ULyS^{3}ES
- Established: 2019
- Field of research: Space technology
- Location: Quezon City, Philippines
- Affiliations: Department of Science and Technology
- Operating agency: Advanced Science and Technology Institute

= University Laboratory for Small Satellites and Space Engineering Systems =

The University Laboratory for Small Satellites and Space Engineering Systems (abbreviated and stylized as ULyS^{3}ES) is a space research complex of two buildings.

==History==
ULyS^{3}ES was joint project of the University of the Philippines Diliman and the Department of Science and Technology Advanced Science and Technology Institute (DOST-ASTI). The project costing about was funded through DOST Grants-in-Aid in 2016. At that time, the facility was meant to augment the PHL-Microsat program which was later succeeded by the Space Technology and Applications Mastery, Innovation and Advancement (STAMINA4Space) Program as well as to encourage people to take up a career in space technology.

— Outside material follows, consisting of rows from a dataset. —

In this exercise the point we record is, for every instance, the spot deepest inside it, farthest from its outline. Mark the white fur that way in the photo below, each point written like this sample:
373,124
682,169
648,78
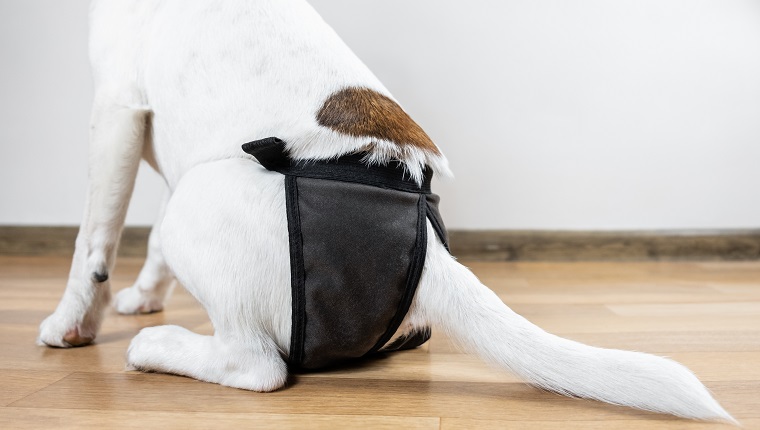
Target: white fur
183,83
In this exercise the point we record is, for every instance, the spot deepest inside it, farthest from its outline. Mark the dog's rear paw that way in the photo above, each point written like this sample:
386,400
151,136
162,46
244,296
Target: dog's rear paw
132,300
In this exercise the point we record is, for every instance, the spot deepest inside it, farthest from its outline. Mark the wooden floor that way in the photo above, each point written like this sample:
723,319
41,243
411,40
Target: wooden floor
705,315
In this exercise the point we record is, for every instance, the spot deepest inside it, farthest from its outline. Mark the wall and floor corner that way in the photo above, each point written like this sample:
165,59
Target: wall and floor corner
581,116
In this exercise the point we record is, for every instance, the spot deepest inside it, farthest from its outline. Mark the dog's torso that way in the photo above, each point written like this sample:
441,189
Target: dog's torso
216,74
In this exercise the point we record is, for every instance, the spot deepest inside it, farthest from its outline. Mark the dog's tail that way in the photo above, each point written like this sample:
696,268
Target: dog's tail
453,300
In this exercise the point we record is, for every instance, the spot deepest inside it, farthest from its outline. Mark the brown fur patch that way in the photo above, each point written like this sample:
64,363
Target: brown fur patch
363,112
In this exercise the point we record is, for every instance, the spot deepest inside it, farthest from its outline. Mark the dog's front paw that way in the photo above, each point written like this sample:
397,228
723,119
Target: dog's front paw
132,300
64,332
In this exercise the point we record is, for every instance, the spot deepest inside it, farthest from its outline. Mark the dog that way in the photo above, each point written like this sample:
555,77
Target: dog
181,85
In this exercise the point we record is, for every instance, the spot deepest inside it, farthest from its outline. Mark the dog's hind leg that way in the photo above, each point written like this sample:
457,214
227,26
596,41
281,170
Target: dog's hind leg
116,143
225,237
247,362
155,281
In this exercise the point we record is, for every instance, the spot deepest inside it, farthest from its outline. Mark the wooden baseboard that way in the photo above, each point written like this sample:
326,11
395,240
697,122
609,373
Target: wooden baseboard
500,245
605,246
33,240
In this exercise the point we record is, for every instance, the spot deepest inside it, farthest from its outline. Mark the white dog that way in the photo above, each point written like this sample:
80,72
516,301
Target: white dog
182,84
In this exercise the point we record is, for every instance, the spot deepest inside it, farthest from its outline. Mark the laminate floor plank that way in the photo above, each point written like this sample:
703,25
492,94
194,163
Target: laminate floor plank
706,315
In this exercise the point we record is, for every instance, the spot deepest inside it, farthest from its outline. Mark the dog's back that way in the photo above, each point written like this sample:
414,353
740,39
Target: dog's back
216,74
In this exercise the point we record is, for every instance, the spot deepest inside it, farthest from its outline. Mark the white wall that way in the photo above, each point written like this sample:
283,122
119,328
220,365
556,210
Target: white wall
640,114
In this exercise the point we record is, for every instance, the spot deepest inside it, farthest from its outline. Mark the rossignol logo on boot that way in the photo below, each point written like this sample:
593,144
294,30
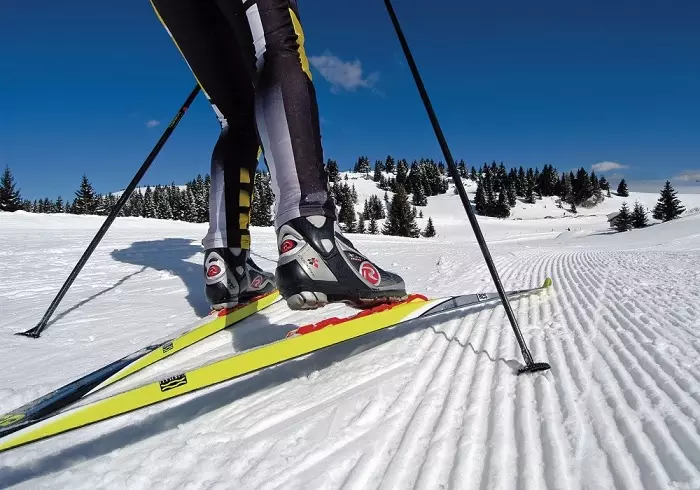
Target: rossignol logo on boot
213,270
287,245
370,273
257,282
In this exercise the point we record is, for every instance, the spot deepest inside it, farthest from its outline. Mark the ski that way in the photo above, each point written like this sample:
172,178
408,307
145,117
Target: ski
298,343
68,394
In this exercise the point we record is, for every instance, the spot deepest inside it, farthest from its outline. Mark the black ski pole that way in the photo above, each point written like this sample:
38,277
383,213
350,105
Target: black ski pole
530,365
36,331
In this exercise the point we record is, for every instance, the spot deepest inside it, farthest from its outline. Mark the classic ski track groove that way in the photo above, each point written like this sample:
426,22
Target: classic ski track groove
442,407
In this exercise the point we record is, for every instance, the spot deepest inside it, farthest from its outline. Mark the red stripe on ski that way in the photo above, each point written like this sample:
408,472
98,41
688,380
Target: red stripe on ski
312,327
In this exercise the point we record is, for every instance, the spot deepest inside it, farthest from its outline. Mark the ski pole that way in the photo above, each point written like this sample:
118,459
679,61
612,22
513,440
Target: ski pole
530,365
36,331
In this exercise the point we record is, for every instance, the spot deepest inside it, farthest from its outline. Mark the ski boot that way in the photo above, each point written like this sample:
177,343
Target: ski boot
318,265
231,277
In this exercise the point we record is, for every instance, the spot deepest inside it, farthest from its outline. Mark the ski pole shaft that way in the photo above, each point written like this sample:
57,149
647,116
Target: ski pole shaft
530,365
36,331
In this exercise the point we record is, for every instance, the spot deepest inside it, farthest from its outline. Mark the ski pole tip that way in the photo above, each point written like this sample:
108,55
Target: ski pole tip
534,367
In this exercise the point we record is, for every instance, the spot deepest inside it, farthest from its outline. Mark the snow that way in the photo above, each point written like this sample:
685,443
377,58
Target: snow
438,406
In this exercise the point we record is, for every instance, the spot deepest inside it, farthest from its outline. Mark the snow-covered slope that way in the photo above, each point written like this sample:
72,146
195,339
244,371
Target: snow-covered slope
438,406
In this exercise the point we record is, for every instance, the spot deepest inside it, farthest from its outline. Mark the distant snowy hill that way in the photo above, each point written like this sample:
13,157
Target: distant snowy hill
435,406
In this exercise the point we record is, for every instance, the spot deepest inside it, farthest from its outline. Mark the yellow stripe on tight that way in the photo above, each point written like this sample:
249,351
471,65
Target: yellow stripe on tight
243,220
244,199
300,41
244,176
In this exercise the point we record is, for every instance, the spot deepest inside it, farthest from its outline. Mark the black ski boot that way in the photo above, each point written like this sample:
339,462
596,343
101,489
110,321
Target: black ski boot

It opened on August 31, 2019.

==Facilities==
ULyS^{3}ES consists of two buildings designated as ULyS^{3}ES-1 and ULyS^{3}ES-2which hosts equipment and facilities that would allow the designing and development of small satellites and the testing and implementation of satellite bus and payload systems. It hosts a full anechoic chamber (FAC) to aid in measuring antenna radiation patterns and hasten the development of satellite communication systems. It also has a separate temperature and humidity test chamber.